Phase II, Open-Label Safety and Efficacy Study of Telisotuzumab Vedotin (ABBV-399) in Subjects with Previously Treated c-Met+ Non-Small Cell Lung Cancer
This study is designed to identify the target NSCLC population(s) that overexpress c-Met (c-Met+) best suited for telisotuzumab vedotin therapy in the second-line or third-line setting (Stage 1) and then to expand the group(s) to further evaluate efficacy in the selected population(s) (Stage 2).
Primary The primary objective is to determine the overall response rate (ORR) of telisotuzumab vedotin in subjects with c-Met+ NSCLC.
Secondary The secondary objectives are to determine: Duration of response (DoR). Disease control rate (DCR). Duration of disease control (DDC). Progression free survival (PFS). Overall survival (OS). Safety and tolerability.

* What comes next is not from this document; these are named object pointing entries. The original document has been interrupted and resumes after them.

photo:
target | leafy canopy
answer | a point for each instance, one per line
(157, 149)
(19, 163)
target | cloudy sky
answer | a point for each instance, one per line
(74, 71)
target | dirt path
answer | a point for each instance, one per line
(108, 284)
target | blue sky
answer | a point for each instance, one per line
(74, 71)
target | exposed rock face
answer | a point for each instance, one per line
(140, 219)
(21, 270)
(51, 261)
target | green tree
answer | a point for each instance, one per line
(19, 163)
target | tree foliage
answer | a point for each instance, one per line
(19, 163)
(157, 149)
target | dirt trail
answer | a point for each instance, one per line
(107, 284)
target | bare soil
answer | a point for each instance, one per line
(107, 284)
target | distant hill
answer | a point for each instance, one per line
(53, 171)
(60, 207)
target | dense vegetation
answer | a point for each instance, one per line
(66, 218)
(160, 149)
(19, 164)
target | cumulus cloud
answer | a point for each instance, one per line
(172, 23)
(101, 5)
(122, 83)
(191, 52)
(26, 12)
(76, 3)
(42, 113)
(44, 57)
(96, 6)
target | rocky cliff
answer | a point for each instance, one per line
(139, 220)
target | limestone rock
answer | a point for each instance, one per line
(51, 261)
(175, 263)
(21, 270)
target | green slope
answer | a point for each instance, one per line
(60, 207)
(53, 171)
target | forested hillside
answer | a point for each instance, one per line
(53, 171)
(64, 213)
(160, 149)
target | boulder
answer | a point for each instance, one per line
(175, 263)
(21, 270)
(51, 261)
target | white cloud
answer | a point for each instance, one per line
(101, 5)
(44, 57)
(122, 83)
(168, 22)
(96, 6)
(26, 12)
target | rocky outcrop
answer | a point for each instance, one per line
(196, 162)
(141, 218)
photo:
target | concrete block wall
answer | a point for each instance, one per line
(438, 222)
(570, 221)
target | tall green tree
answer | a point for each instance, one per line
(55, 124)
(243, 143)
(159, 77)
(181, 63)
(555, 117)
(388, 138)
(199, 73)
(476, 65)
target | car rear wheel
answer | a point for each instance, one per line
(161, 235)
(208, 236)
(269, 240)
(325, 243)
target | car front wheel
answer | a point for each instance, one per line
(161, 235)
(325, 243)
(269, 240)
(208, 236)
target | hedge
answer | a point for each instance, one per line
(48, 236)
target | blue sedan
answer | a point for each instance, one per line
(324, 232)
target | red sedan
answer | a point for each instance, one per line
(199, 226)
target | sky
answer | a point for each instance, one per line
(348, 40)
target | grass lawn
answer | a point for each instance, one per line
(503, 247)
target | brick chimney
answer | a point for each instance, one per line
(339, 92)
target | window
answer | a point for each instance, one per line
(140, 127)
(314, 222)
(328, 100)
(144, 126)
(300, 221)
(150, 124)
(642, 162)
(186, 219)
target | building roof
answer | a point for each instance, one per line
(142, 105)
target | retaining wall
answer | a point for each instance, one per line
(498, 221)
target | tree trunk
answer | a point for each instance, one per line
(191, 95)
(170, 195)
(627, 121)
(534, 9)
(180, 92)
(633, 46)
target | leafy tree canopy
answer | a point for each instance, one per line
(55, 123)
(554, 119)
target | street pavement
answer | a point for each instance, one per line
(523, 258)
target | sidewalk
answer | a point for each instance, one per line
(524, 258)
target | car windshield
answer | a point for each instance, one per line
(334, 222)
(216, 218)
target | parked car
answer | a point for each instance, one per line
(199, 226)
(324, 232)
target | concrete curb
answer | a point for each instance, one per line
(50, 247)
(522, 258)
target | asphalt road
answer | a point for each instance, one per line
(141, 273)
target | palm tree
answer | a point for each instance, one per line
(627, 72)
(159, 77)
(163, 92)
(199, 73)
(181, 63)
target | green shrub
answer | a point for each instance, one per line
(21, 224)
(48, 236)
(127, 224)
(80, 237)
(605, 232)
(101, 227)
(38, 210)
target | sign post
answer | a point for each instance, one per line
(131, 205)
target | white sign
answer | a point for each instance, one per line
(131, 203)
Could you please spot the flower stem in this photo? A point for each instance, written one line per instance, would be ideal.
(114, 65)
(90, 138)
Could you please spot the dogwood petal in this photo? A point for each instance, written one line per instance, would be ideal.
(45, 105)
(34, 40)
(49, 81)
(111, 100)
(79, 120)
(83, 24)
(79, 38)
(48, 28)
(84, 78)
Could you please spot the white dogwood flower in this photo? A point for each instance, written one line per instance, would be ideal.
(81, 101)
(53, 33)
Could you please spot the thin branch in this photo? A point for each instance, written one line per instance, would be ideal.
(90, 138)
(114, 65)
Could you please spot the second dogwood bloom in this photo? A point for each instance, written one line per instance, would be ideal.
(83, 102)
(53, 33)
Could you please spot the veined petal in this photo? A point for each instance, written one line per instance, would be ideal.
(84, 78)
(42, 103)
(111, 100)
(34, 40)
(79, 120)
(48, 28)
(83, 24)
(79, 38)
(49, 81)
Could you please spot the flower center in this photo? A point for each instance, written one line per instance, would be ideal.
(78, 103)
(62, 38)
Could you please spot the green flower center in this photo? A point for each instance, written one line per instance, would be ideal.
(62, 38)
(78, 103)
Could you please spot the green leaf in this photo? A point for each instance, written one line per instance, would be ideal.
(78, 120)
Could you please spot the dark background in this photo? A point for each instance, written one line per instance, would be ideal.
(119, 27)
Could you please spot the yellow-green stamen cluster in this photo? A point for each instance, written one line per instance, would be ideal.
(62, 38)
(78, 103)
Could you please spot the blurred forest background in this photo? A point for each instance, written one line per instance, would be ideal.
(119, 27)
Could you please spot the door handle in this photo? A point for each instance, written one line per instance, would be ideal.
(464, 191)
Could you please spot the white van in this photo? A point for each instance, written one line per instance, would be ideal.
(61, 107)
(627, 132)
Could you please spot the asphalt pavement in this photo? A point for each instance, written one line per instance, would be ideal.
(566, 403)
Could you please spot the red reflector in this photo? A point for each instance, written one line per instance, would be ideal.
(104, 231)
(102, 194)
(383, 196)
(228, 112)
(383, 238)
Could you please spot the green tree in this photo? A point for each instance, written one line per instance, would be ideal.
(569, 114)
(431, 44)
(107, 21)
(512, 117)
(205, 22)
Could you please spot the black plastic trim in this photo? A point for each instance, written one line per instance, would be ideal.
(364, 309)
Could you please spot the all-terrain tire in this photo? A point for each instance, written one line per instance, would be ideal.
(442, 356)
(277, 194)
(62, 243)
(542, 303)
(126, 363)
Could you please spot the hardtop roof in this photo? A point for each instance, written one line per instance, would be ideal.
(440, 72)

Exploratory The exploratory objectives are to: Correlate c-Met expression level (nucleic acid and protein) in tumor and plasma (ctDNA) with ORR and DoR. To explore the relationship between pharmacokinetic (PK) and pharmacodynamic (PDx), safety, and efficacy endpoints. To evaluate other predictive biomarkers that correlate with efficacy and safety. To assess the following patient reported outcomes (PROs): European Organization for the Research and Treatment of Cancer (EORTC) Quality of Life Questionnaire (QLQ) Core 15 Palliative (EORTC QLQ-C15-PAL) EORTC QLQ Lung Cancer (EORTC QLQ-LC13) EORTC QLQ Chemotherapy-induced Peripheral Neuropathy (EORTC QLQ-CIPN20) EuroQoL EQ-5D-5L.